One of the features most lauded about the App Store is quickly becoming its biggest crutch: updates. Developers are able to constantly refine their games and applications by uploading new versions to the App Store, and through a simple icon on your iPhone or iPod Touch, you can instantly update the program. In theory, it sounds like a great idea. Content you already purchased can be enhanced, such as the case with Fieldrunners, which recently added a new map. Constantly adding value to your game is a good way to foster loyalty. Gamers will know that you care about your game and the value of download dollars. In return, they may be more inclined to stick with your products -- something that is very important as the App Store explodes with hundreds of pieces of new content every week.
But there is a dark side to updates: games pushed on to the App Store that never should have launched in their first incarnation. Gamers are asked to drop anywhere between one and ten bucks for a game. That's a trust issue. And if develoeprs shove your game on to the App Store in shabby condition, they erode trust in not only their games and their companies, but also in the App Store itself.

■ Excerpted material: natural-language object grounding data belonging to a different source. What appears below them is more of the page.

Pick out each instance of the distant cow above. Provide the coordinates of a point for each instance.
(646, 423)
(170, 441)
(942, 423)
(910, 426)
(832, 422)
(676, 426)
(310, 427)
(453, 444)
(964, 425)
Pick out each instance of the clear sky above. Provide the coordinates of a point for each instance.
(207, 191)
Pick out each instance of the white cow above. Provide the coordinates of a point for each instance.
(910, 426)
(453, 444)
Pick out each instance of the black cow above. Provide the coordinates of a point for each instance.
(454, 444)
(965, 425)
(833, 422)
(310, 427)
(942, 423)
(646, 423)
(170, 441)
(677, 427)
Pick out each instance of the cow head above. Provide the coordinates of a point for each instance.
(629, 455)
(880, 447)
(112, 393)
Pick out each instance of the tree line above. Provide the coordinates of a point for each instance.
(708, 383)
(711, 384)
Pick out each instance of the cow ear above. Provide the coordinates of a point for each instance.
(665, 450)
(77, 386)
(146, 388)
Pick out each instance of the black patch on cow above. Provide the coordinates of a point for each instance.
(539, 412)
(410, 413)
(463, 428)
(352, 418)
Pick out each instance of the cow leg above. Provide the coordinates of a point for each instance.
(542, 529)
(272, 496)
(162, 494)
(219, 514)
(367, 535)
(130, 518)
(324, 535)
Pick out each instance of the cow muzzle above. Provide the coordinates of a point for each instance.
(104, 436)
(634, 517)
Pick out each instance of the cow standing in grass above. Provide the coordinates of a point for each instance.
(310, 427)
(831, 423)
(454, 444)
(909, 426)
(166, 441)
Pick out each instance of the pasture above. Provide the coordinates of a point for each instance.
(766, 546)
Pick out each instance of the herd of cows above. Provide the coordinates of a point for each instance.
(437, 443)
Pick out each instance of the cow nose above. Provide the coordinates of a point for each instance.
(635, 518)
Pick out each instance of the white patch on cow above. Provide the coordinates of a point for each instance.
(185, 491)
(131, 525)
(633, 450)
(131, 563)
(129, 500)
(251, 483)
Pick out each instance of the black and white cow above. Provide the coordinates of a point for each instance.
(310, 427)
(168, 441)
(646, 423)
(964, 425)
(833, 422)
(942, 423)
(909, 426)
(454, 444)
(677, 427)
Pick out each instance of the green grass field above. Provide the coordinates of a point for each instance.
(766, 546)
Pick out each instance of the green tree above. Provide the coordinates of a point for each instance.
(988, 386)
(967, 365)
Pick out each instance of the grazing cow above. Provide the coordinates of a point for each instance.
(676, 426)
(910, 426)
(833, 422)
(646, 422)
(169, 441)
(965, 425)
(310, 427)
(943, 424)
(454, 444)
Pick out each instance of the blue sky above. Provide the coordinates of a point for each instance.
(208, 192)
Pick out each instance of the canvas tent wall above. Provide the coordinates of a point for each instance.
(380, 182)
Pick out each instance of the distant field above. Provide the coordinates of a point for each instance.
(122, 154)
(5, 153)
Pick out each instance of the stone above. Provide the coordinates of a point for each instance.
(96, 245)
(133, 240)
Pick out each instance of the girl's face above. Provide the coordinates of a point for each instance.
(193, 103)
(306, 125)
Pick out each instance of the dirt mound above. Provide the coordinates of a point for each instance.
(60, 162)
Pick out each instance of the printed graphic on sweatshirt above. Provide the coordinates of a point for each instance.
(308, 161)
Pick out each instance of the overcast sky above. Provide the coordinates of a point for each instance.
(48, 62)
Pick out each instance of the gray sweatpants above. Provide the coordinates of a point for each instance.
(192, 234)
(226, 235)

After struggling with Namco's I Love Katamari this weekend and reviewing it, I was struck by just how incomplete it felt. All of the game pieces are in place, but control and performance issues really hobble the overall title. I sincerely doubt a game in this condition, with frame problems that bring the game to a stand-still and controls that require constant fighting, would have made it on to XBLA, WiiWare, or PSN. At least, I hope it wouldn't. I'd expect Microsoft or Nintendo to send it right back to the developer with a list of things to fix. Apple needs to do this, too.

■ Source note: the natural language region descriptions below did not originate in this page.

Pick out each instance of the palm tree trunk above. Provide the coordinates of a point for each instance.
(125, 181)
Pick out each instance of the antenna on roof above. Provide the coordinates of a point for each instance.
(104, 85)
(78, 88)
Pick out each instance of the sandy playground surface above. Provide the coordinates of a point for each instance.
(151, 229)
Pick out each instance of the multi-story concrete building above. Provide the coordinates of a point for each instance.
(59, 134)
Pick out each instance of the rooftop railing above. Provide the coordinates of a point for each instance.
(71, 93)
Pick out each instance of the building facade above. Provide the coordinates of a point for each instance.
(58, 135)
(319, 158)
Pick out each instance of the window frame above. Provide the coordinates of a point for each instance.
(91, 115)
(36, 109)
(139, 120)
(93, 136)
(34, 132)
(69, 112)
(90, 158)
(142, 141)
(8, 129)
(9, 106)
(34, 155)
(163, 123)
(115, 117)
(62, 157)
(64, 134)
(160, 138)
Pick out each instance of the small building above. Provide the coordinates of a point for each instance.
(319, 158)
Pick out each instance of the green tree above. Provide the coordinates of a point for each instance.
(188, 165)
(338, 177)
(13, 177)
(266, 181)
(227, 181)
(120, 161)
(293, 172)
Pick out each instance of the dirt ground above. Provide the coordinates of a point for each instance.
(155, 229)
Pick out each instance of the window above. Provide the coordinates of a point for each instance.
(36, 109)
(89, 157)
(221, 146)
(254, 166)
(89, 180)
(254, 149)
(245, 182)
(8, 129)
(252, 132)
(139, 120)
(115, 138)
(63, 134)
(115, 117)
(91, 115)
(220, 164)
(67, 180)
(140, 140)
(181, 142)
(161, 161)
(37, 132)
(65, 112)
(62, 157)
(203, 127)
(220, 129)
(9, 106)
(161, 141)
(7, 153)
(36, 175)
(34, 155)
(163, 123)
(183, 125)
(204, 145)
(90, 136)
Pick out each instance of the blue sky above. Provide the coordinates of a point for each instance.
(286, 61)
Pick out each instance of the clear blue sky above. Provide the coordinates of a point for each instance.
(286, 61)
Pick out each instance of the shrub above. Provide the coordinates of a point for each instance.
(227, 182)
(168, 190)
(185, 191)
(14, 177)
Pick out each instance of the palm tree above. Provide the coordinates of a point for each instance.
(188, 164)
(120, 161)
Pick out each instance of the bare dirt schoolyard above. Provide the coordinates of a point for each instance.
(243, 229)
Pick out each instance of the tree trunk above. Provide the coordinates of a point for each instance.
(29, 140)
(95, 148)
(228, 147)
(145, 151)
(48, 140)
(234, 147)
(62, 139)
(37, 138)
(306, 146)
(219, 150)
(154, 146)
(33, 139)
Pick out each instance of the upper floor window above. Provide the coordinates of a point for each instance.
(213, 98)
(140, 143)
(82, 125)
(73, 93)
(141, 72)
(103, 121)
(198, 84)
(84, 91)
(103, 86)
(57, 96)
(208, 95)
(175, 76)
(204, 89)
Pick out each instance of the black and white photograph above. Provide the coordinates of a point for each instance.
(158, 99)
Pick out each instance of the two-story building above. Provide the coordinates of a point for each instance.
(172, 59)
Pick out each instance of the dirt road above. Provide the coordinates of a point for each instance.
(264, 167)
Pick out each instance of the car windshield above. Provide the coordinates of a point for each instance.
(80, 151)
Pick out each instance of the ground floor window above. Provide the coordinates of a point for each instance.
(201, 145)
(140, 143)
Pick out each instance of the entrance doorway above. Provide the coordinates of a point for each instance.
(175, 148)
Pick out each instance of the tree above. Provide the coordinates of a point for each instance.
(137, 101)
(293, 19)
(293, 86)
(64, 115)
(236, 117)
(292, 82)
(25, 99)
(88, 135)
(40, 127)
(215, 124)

I Love Katamari could be rescued with an update that addresses performance issues. But the problem is that gamers should not be asked to pay full-price for a game that is obviously a work-in-progress. There are many, many games likes this on the App Store. -- games that debut in working shape, but hardly in optimal condition. It's a trap. I caught myself thinking that Katamari maybe wasn't that unplayable and an update would make everything all better. But then I remembered I paid $7.99 to download it. It was not free. And it wasn't free to the hundreds of gamers that have downloaded it thus far. We all deserve better.
1112 Episode 01 is another game with this problem. When it originally debuted, the game featured a terrible interface that added an unnecessary layer of distance between you and the game. There were inconsistencies to the logic. The in-game text had translation issues. An update (1.1.0) added instructions on how to actually play the game and use the interface, as well as fix the text. These are not bonus features. These are things that should have been in the game in the first place. I'm not against a tough-as-nails puzzle game, but being obtuse isn't fun. I'm certainly glad the game was updated, because the idea is interesting and the art is awesome. I'm just sorry that there was a period where gamers that bought 1112 Episode 01 had to swim upstream. Perhaps they will be better served by Episode 2.
I love the idea of updating games to perhaps address a little fix that gamers noticed or add a new map. Refinement isn't a bad thing at all. But expecting gamers to lay down their money and then hold while developers repair stuff that never should have made it out of the studio certainly is a problem. Use updates wisely, don't lean on them to solve major problems. Paying customers are not beta testers.